Releases · chardet/chardet

chardet 7.4.0 brings accuracy up to 99.3% (from 98.6% in 7.3.0) and significantly faster cold start thanks to a new dense model format.

What's New

Performance:

New dense zlib-compressed model format (v2) drops cold start (import + first detect) from ~75ms to ~13ms with mypyc

Accuracy (98.6% → 99.3%):

Eliminated train/test data overlap via content fingerprinting
Added MADLAD-400 and Wikipedia as supplemental training sources
Improved non-ASCII bigram scoring: high-byte bigrams are now preserved during training and weighted by per-bigram IDF
Encoding-aware substitution filtering (substitutions only apply for characters the target encoding can't represent)
Increased training samples from 15K to 25K per language/encoding pair

Bug fixes:

Added dedicated structural analyzers for CP932, CP949, and Big5-HKSCS (these were previously sharing their base encoding's byte-range analyzer, missing extended ranges)

Metrics

	chardet 7.4.0 (mypyc)	chardet 6.0.0	charset-normalizer 3.4.6
Accuracy (2,517 files)	99.3%	88.2%	85.4%
Speed	551 files/s	12 files/s	376 files/s
Language detection	95.7%	40.0%	59.2%

Full changelog: https://chardet.readthedocs.io/en/latest/changelog.html

License

0BSD license — the project license has been changed from MIT to 0BSD, a maximally permissive license with no attribution requirement. All prior 7.x releases should also be considered 0BSD licensed as of this release.

Features

Added mime_type field to detection results — identifies file types for both binary (via magic number matching) and text content. Returned in all detect(), detect_all(), and UniversalDetector results. (#350)
New pipeline/magic.py module detects 40+ binary file formats including images, audio/video, archives, documents, executables, and fonts. ZIP-based formats (XLSX, DOCX, JAR, APK, EPUB, wheel, OpenDocument) are distinguished by entry filenames. (#350)

Bug Fixes

Fixed incorrect equivalence between UTF-16-LE and UTF-16-BE in accuracy testing — these are distinct encodings with different byte order, not interchangeable

Performance

Added 4 new modules to mypyc compilation (orchestrator, confusion, magic, ascii), bringing the total to 11 compiled modules
Capped statistical scoring at 16 KB — bigram models converge quickly, so large files no longer score the full 200 KB. Worst-case detection time dropped from 62ms to 26ms with no accuracy loss.
Replaced dataclasses.replace() with direct DetectionResult construction on hot paths, eliminating ~354k function calls per full test suite run

Build

Added riscv64 to the mypyc wheel build matrix — prebuilt wheels are now published for RISC-V Linux alongside existing architectures (#348, thanks @gounthar)

Features

Added include_encodings and exclude_encodings parameters to detect(), detect_all(), and UniversalDetector — restrict or exclude specific encodings from the candidate set, with corresponding -i/--include-encodings and -x/--exclude-encodings CLI flags (#343)
Added no_match_encoding (default "cp1252") and empty_input_encoding (default "utf-8") parameters — control which encoding is returned when no candidate survives the pipeline or the input is empty, with corresponding CLI flags (#343)
Added -l/--language flag to chardetect CLI — shows the detected language (ISO 639-1 code and English name) alongside the encoding (#342)

Fixes

Fixed null-separated ASCII data being misdetected as UTF-16-BE (#346, #347)

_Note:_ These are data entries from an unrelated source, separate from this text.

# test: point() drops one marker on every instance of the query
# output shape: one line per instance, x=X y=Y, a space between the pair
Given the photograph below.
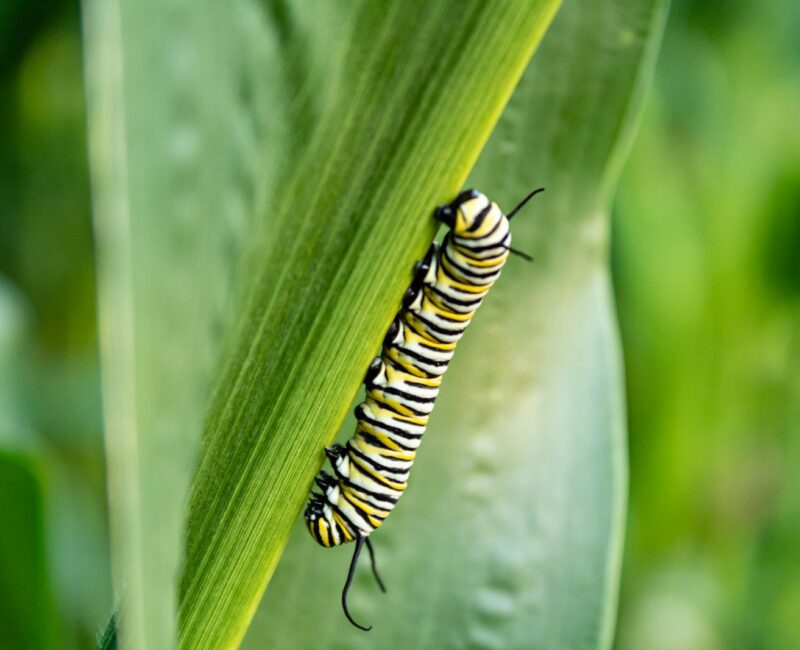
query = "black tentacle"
x=359 y=545
x=374 y=565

Full changelog: https://chardet.readthedocs.io/en/latest/changelog.html

Features

Added PEP 263 encoding declaration detection — # -*- coding: ... -*- and # coding=... declarations on lines 1–2 of Python source files are now recognized with confidence 0.95 (#249)
Added chardet.universaldetector backward-compatibility stub so that from chardet.universaldetector import UniversalDetector works with a deprecation warning (#341)

Fixes

Fixed false UTF-7 detection of ASCII text containing ++ or +word patterns (#332)
Fixed 0.5s startup cost on first detect() call — model norms are now computed during loading instead of lazily iterating 21M entries (#333)
Fixed undocumented encoding name changes between chardet 5.x and 7.0 — detect() now returns chardet 5.x-compatible names by default (#338)
Improved ISO-2022-JP family detection — recognizes ESC sequences for ISO-2022-JP-2004 (JIS X 0213) and ISO-2022-JP-EXT (JIS X 0201 Kana)
Fixed silent truncation of corrupt model data (iter_unpack yielded fewer tuples instead of raising)
Fixed incorrect date in LICENSE

Performance

5.5x faster first-detect time (~0.42s → ~0.075s) by computing model norms as a side-product of load_models()
~40% faster model parsing via struct.iter_unpack for bulk entry extraction (eliminates ~305K individual unpack calls)

New API parameters

Added compat_names parameter (default True) to detect(), detect_all(), and UniversalDetector — set to False to get raw Python codec names instead of chardet 5.x/6.x compatible display names
Added prefer_superset parameter (default False) — remaps legacy ISO/subset encodings to their modern Windows/CP superset equivalents (e.g., ASCII → Windows-1252, ISO-8859-1 → Windows-1252). This will default to True in the next major version (8.0).
Deprecated should_rename_legacy in favor of prefer_superset — a deprecation warning is emitted when used

Improvements

Switched internal canonical encoding names to Python codec names (e.g., "utf-8" instead of "UTF-8"), with compat_names controlling the public output format
Added lookup_encoding() to registry for case-insensitive resolution of arbitrary encoding name input to canonical names
Achieved 100% line coverage across all source modules (+31 tests)
Updated benchmark numbers: 98.2% encoding accuracy, 95.2% language accuracy on 2,510 test files
Pinned test-data cloning to chardet release version tags for reproducible builds

Full changelog: https://chardet.readthedocs.io/en/latest/changelog.html

@rembish

Fixes

Fixed false UTF-7 detection of SHA-1 git hashes (#324, fixing #323) — requirements files with VCS pins (e.g., +4bafdea3...) were misdetected as UTF-7, breaking tools like tox
Fixed _SINGLE_LANG_MAP missing aliases for single-language encoding lookup (e.g., big5 → big5hkscs)
Fixed PyPy TypeError in UTF-7 codec handling

Improvements

Retrained bigram models — 24 previously failing test cases now pass
Updated language equivalences for mutual intelligibility (Slovak/Czech, East Slavic + Bulgarian, Malay/Indonesian, Scandinavian languages)

New Contributors

@rembish made their first contribution — both reporting the UTF-7 false detection issue and submitting the fix! (#323, #324)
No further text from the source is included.